NVDA and the Nasdaq are way down today as news over the weekend of software (rather than hardware) improvements in AI technology. Some China AI firm put out their models publicly and they are both 1) really good, comparable to the best, and 2) apparently done using 2% of the hardware resources.
Good article here:
Excerpts
Perhaps the most extraordinary thing about this [revolutionary Chain-of-Thought (“COT”) models] approach, beyond the fact that it works at all, is that the more logic/COT tokens you use, the better it works. Suddenly, you now have an additional dial you can turn so that, as you increase the amount of COT reasoning tokens (which uses a lot more inference compute, both in terms of FLOPS and memory), the higher the probability is that you will give a correct response— code that runs the first time without errors, or a solution to a logic problem without an obviously wrong deductive step.
The first time I tried the O1 model from OpenAI was like a revelation: I was amazed how often the [python programming] code would be perfect the very first time. And that’s because the COT process automatically finds and fixes problems before they ever make it to a final response
The number of researchers showing up at the big research conferences like Neurips and ICML went up very, very dramatically. All the smart students who might have previously studied financial derivatives were instead studying Transformers, and $1mm+ compensation packages for non-executive engineering roles (i.e., for independent contributors not managing a team) became the norm at the leading AI labs.

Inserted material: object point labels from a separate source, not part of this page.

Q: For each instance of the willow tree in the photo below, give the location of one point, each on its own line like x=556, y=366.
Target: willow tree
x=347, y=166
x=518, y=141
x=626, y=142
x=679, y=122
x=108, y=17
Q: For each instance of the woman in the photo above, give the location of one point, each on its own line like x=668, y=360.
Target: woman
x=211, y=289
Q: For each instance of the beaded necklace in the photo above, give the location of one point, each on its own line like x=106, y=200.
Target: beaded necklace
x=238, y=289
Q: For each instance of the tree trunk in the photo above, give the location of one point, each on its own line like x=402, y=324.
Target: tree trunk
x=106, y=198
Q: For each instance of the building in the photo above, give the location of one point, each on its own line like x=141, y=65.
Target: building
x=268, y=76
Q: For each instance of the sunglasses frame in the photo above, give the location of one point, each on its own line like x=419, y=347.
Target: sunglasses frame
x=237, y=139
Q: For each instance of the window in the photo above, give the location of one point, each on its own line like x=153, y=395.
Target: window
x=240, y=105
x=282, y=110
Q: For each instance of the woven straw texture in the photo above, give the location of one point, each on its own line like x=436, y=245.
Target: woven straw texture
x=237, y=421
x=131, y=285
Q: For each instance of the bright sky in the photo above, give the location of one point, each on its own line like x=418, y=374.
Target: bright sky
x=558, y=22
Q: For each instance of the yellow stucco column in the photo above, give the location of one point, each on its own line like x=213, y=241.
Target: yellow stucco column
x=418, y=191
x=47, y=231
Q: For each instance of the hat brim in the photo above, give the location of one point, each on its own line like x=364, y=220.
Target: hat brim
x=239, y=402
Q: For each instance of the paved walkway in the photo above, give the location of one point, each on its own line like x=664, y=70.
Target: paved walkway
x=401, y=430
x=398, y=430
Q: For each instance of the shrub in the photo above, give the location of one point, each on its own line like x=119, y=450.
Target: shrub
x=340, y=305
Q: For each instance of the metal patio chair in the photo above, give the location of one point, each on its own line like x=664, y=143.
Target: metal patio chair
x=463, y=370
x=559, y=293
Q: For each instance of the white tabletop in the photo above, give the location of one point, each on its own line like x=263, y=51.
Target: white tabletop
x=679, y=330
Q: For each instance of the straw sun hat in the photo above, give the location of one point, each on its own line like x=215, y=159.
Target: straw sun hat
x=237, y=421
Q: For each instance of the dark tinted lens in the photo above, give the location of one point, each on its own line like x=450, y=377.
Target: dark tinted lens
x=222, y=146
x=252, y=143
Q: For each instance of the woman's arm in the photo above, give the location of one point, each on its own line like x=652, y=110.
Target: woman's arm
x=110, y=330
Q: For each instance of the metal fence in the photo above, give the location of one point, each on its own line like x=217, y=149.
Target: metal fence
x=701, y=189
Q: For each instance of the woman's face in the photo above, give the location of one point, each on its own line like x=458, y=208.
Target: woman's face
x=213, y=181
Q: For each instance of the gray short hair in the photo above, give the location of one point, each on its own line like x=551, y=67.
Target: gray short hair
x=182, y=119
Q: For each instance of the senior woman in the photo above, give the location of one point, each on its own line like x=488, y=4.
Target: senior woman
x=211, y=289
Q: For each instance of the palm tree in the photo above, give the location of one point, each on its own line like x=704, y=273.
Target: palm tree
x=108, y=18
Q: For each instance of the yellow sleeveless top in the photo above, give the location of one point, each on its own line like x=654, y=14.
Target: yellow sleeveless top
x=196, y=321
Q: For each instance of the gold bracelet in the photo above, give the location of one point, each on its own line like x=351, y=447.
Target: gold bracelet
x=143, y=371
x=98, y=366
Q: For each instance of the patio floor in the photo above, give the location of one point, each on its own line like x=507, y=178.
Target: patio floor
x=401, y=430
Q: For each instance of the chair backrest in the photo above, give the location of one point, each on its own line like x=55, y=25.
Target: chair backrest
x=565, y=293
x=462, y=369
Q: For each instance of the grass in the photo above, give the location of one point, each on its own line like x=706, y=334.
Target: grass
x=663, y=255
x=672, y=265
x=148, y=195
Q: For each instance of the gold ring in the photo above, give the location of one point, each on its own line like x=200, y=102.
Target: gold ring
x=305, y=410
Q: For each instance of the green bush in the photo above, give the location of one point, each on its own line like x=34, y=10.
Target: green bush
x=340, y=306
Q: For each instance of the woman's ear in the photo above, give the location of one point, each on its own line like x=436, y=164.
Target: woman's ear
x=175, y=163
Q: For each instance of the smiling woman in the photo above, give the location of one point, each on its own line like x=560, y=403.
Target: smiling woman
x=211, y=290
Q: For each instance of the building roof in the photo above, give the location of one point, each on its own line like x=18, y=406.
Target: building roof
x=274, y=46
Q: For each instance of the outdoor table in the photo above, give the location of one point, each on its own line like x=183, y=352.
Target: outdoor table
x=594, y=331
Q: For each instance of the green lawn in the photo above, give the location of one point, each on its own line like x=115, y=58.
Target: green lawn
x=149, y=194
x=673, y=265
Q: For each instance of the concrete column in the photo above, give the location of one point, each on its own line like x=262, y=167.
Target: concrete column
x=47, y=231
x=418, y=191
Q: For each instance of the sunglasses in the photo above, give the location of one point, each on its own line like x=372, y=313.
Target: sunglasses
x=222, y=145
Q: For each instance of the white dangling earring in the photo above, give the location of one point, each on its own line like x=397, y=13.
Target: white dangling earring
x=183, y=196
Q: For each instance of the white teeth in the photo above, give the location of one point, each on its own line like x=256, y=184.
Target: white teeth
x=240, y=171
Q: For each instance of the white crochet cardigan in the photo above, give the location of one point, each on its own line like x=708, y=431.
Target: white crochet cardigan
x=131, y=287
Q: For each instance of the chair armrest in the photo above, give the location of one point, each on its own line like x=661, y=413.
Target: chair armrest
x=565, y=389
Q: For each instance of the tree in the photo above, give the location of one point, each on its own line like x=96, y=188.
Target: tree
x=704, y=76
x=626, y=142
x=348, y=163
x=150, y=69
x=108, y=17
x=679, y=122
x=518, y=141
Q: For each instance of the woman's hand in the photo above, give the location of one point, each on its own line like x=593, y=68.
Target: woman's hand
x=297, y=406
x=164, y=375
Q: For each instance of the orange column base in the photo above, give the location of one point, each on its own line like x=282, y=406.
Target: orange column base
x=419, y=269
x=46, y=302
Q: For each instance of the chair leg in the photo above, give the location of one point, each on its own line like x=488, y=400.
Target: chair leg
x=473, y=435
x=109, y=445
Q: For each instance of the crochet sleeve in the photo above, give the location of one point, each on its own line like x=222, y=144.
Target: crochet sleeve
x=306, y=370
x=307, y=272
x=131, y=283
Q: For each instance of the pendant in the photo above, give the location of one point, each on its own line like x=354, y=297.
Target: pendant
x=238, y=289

a small Chinese startup called DeepSeek released two new models that have basically world-competitive performance levels on par with the best models from OpenAI and Anthropic… this model is absolutely legit, DeepSeek has made profound advancements not just in model quality but more importantly in model training and inference efficiency. Another major breakthrough is their multi-token prediction system. Most Transformer based LLM models do inference by predicting the next token— one token at a time. DeepSeek figured out how to predict multiple tokens while maintaining the quality you’d get from single-token prediction…One very strong indicator that it’s true is the cost of DeepSeek’s API: despite this nearly best-in-class model performance, DeepSeek charges something like 95% less money for inference requests via its API than comparable models from OpenAI and Anthropic. using pure reinforcement learning with carefully crafted reward functions, they managed to get models to develop sophisticated reasoning capabilities completely autonomously. This wasn’t just about solving problems— the model organically learned to generate long chains of thought, self-verify its work, and allocate more computation time to harder problems.